By the matrix being relaxed as in the formula (9) described above, each column may be regarded as a decision variable, and a plurality of different solutions may be simultaneously obtained in parallel. Furthermore, it also becomes possible to obtain various solutions by using a penalty term.

For example, when {C_s} in the formula (9) described above is set to {C, . . . , C}, optimization of a plurality of penalty coefficients γ=(γ₁, . . . , γ_S) may be simultaneously carried out with respect to the same problem as the formula (9) described above, as in the following formula (10).
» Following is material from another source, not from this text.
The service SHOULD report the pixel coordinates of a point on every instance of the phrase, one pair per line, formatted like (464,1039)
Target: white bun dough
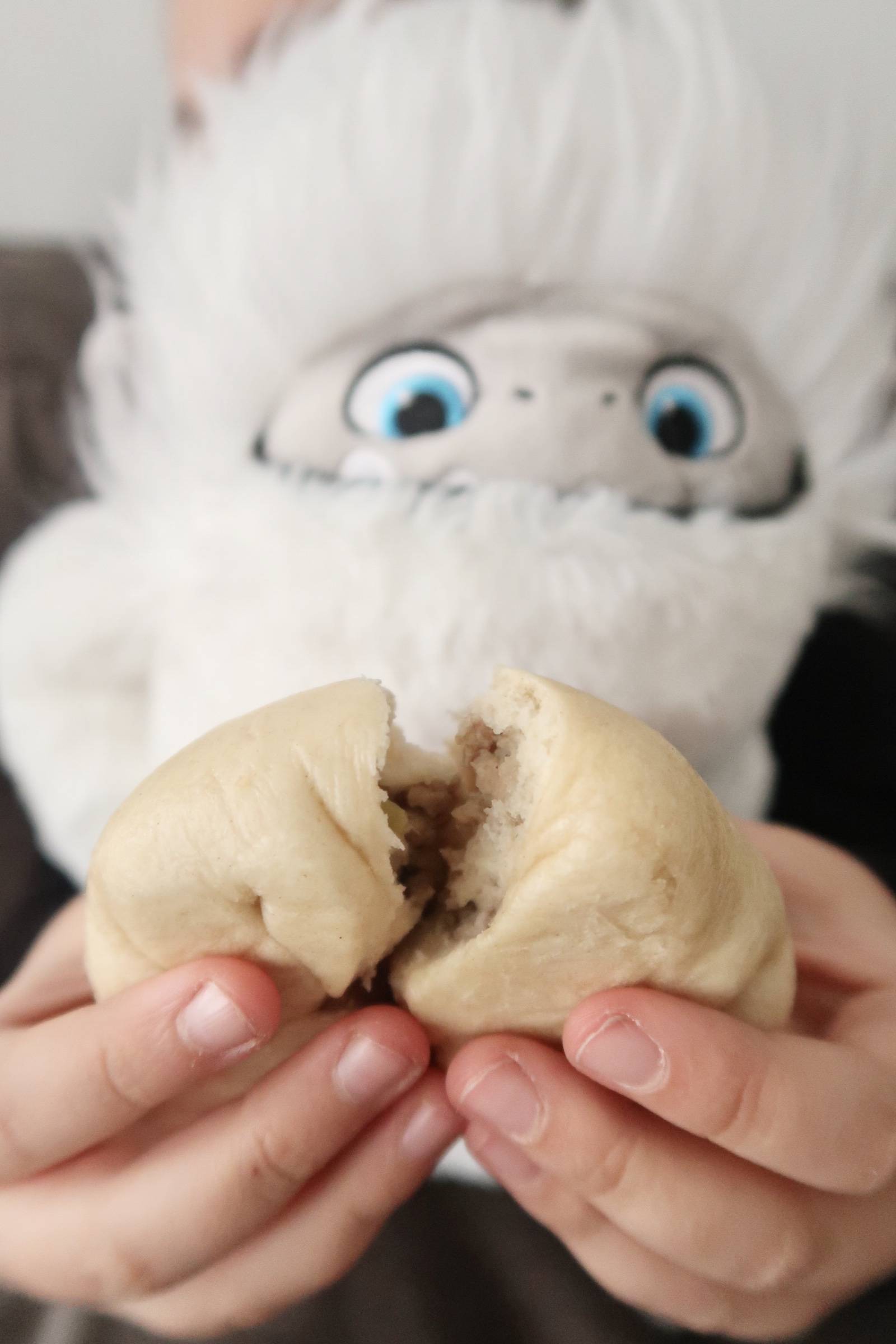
(604,861)
(601,861)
Note that, in a case of using a GNN, the following formula (10) may be expressed as the following formula (11).

$\begin{matrix} [Math . 10] &  \\ \min_{P} Φ (P; C, {γ_{S}}) = \sum_{s = 1}^{S} \hat{E} (P_{:, s}; C, γ_{s}) & (10) \end{matrix}$

$\begin{matrix} [Math . 11] &  \\ \min_{θ, ϕ} Φ (θ, ϕ; C, {γ_{S}}) = \sum_{s = 1}^{S} \hat{E} (P_{:, S} (h_{C, ϕ}; C, θ); C, γ_{S}) & (11) \end{matrix}$

Here, simultaneous Bayesian optimization of the penalty coefficient γ will be described. A surrogate function is trained using the penalty term (training data) of the following formula (12), the loss function, and the penalty coefficient γ obtained by simultaneous solving. For example, Gaussian process regression may be used as the surrogate function.
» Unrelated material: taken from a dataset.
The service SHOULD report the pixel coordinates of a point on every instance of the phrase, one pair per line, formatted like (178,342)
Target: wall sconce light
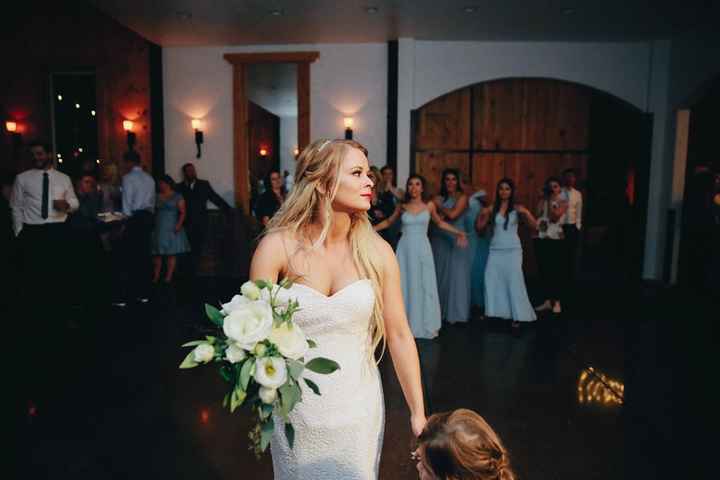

$\begin{matrix} [Math . 12] &  \\ {(γ_{S}, C (P_{:, S}^{*}), V (P_{:, S}^{*}))}_{s = 1}^{S} & (12) \end{matrix}$

Next, an acquisition function is calculated using the surrogate function, the next search range [γ_min, γ_max] is proposed, and γ_newof S points is sampled again by making a division into grids. Then, a solving result of γ_newis added to γ. Note that a method of designing the surrogate function varies depending on the situation. For example, in a case of searching for a constraint satisfaction solution, it is constructed to focus on the γ dependency of C(P*_:,S).
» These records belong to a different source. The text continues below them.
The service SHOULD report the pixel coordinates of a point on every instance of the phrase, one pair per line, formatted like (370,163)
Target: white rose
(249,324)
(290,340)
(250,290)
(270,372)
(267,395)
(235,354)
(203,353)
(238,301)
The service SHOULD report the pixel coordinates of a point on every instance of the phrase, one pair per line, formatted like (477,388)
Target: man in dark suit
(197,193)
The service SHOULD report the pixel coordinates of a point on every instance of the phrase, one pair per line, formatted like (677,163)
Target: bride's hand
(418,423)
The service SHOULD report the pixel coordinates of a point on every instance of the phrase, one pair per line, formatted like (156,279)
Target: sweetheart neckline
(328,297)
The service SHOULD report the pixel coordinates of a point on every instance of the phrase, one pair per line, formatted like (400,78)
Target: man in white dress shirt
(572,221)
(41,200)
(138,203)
For example, the initial penalty coefficient γ may be determined by a user. For example, it is possible to get a rough approximation from a past solving result. Note that a degree of continuity and discretization may be controlled by using a penalty term R(p) in the following formula (13). For example, it is preferred to search for a continuous solution when the penalty coefficient γ<0, and it is preferred to search for a discrete solution when the penalty coefficient γ>0. As an example, as the machine learning progresses, the penalty coefficient γ is gradually changed from a negative value to a positive value. As a result, as the machine learning progresses, the penalty term in the following formula (13) changes from a state in which the loss decreases as the discrete vector p becomes continuous to a state in which the loss increases as the discrete vector p becomes continuous. An additional computational cost is only that the number of parameters increases by 0 (S) from one preceding layer of the final layer to the final layer in FIG. 1.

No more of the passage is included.